While I understand there are aspects of FGM that are unique (specifically the way societies that practice FGM treat their women)
No, what is "unique" is the extent of tissue destruction involved. There is one procedure sometimes classified as a form of FGM which could be described as anatomically analogous to male circumcision, so-called "sunna" circumcision (clitoridotomy) which entails the removal of the clitoral hood and frenulum clitoris, which are the developmentally homologous female tissues to the male foreskin and frenulum. Internationally, however, "sunna" accounts for only about 3% of all "female circumcision" procedures. The most common form by far (about 80%) is so-called "Type II," which involves both clitoridectomy (clitoridotomy plus removal of the entire external and internal clitoris) and removal of all the labia minora and labia majora. In other words, ALL the erectile/engorgeable genital tissues are removed. Anatomically speaking, it is not possible to analogize this to male circumcision because in terms of homologous structures, that would mean removal of the glans penis and both corpora cavernosa, as well as the foreskin, frenulum, scrotum and distal urethra. At that point obviously the man could not function sexually nor reproductively--whereas to be cynically blunt, all that is required for sexual and reproductive "functionality" for women is for a man to still have a place to stick his penis (recall what sula said in an earlier thread about how, far from being more "chaste," circumcised Malian women in fact have epidemic extramarital preganancy rates because it reduces sex merely to something they do to get financial and other favors from men, and no one needs to get horny to recognize the "advantages" of that). Furthermore, FGM is associated with greatly increased risks in childbirth (70% increase in postpartum hemorrhaging), and it also frequently leads to lead to severe urinary tract and menstruation-related infections. "Reduces sensation" doesn't even begin to cut it.

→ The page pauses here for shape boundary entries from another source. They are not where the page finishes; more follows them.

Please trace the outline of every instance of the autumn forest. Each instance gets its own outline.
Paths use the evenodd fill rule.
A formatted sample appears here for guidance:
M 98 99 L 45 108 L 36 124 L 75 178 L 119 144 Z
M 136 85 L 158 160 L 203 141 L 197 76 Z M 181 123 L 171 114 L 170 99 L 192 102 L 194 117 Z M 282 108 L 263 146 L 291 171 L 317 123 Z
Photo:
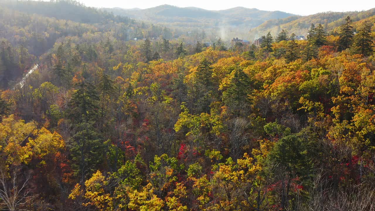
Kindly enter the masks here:
M 0 6 L 0 209 L 375 211 L 375 9 Z

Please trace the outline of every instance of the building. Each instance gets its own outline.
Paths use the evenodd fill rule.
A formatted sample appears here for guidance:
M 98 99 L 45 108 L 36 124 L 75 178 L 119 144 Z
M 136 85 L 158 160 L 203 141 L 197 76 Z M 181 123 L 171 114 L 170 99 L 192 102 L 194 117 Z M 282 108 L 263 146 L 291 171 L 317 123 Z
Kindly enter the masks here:
M 243 45 L 248 45 L 250 44 L 250 41 L 244 39 L 238 39 L 238 38 L 233 38 L 232 39 L 232 41 L 231 42 L 231 45 L 232 46 L 234 46 L 234 45 L 237 42 L 240 42 Z
M 259 46 L 261 44 L 262 44 L 262 42 L 263 42 L 263 38 L 258 38 L 256 39 L 254 39 L 254 42 L 253 44 L 257 46 Z

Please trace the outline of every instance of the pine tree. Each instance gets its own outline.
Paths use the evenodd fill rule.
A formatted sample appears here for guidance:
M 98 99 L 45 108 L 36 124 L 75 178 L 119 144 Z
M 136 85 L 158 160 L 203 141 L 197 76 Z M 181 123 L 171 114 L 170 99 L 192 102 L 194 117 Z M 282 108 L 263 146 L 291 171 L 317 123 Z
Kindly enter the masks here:
M 276 41 L 279 42 L 281 41 L 288 40 L 288 36 L 286 35 L 287 32 L 283 29 L 276 38 Z
M 371 36 L 371 27 L 366 23 L 358 31 L 354 36 L 353 42 L 353 52 L 362 54 L 364 56 L 371 55 L 374 52 L 373 43 Z
M 342 51 L 349 47 L 351 44 L 352 39 L 354 36 L 353 27 L 351 26 L 353 21 L 350 17 L 348 16 L 345 19 L 345 23 L 340 27 L 339 34 L 339 50 Z
M 177 57 L 183 56 L 186 54 L 186 50 L 185 50 L 184 45 L 182 44 L 182 42 L 180 44 L 178 47 L 177 47 L 177 49 L 176 49 L 176 54 Z
M 194 100 L 197 113 L 210 112 L 210 105 L 213 101 L 215 89 L 212 80 L 213 68 L 211 63 L 204 58 L 201 61 L 195 73 L 194 85 L 196 93 Z
M 288 44 L 285 58 L 288 62 L 291 62 L 298 59 L 299 48 L 294 40 L 292 40 Z
M 106 41 L 105 44 L 104 44 L 104 47 L 105 48 L 107 53 L 111 53 L 113 52 L 113 50 L 114 50 L 113 45 L 112 45 L 112 44 L 111 42 L 110 38 L 107 38 L 107 41 Z
M 202 52 L 202 48 L 203 47 L 202 46 L 202 44 L 199 41 L 196 42 L 196 45 L 195 45 L 195 53 L 200 53 Z
M 159 53 L 157 52 L 155 52 L 154 55 L 152 55 L 152 59 L 153 61 L 157 61 L 160 59 L 160 55 L 159 55 Z
M 309 30 L 307 33 L 307 36 L 306 38 L 307 38 L 307 40 L 310 41 L 312 41 L 315 36 L 315 25 L 314 25 L 314 24 L 312 23 L 310 29 Z
M 64 57 L 64 51 L 63 49 L 63 44 L 62 44 L 57 48 L 57 51 L 56 54 L 57 61 L 52 69 L 54 74 L 56 76 L 56 83 L 60 86 L 66 83 L 68 76 L 63 60 L 63 58 Z
M 229 87 L 223 93 L 223 101 L 227 106 L 238 110 L 240 105 L 250 102 L 248 95 L 251 93 L 251 83 L 248 76 L 242 69 L 237 69 L 233 71 L 234 75 Z
M 327 42 L 326 32 L 322 24 L 319 24 L 316 28 L 313 28 L 314 26 L 312 24 L 308 39 L 311 40 L 315 46 L 320 47 L 325 45 Z
M 142 54 L 143 56 L 146 58 L 147 62 L 151 60 L 151 42 L 150 40 L 146 39 L 144 41 L 144 42 L 142 46 Z
M 272 42 L 273 39 L 272 36 L 271 35 L 271 33 L 268 32 L 267 35 L 264 37 L 263 42 L 261 44 L 261 47 L 264 48 L 264 50 L 268 53 L 272 52 Z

That difference of degree matters, because it explains why human rights activists in Africa have spent a tremendous amount of time campaigning against FGM, whereas many other equally traditional and widespread forms of bodily modification have been left untouched--tattooing, ritual scarification, lip and earlobe stretching, piercings etc. etc. It has never been a generic argument from principle of not performing bodily modification procedures on non-minors. And the handful of health officials who have had success on the ground getting villages to commit one at a time to ending FGM have done it by addressing the all-too-familiar reproductive health problems that villagers already know routinely cost the lives of women and infants, and letting them begin to ask their own questions about how exactly FGM might be affecting those. Not by marching in and telling them about what kickass orgasms they're missing out on (obviously not their top quality-of-life priority) or how nasty and barbaric their ways are.

Above and beyond that, there is nothing "unique" about the way those societies treat their women--you won't find a traditional society anywhere where regulating female sexuality (and male sexuality to a much lesser extent...unless you're gay) is not a top priority. The reason for that is simple--women have this nasty habit of getting pregnant, and children demand major sacrifices of time and money which may or may not be welcome. Sure, humans are crafters of "meaning" and so that baseline reality gets elaborated with all kinds of religious and philosophical and aesthetic window dressing--custom, in other words--that tends to obscure how practical the underlying concerns are. And yes, most of that packaging, like any other aspect of culture--e.g., our belief in "all men created equal"--is arbitrary (as shown by the contradictions in practice) and not some hard-wired imperative. But it is definitely not coincidence that this is a universal human preoccupation.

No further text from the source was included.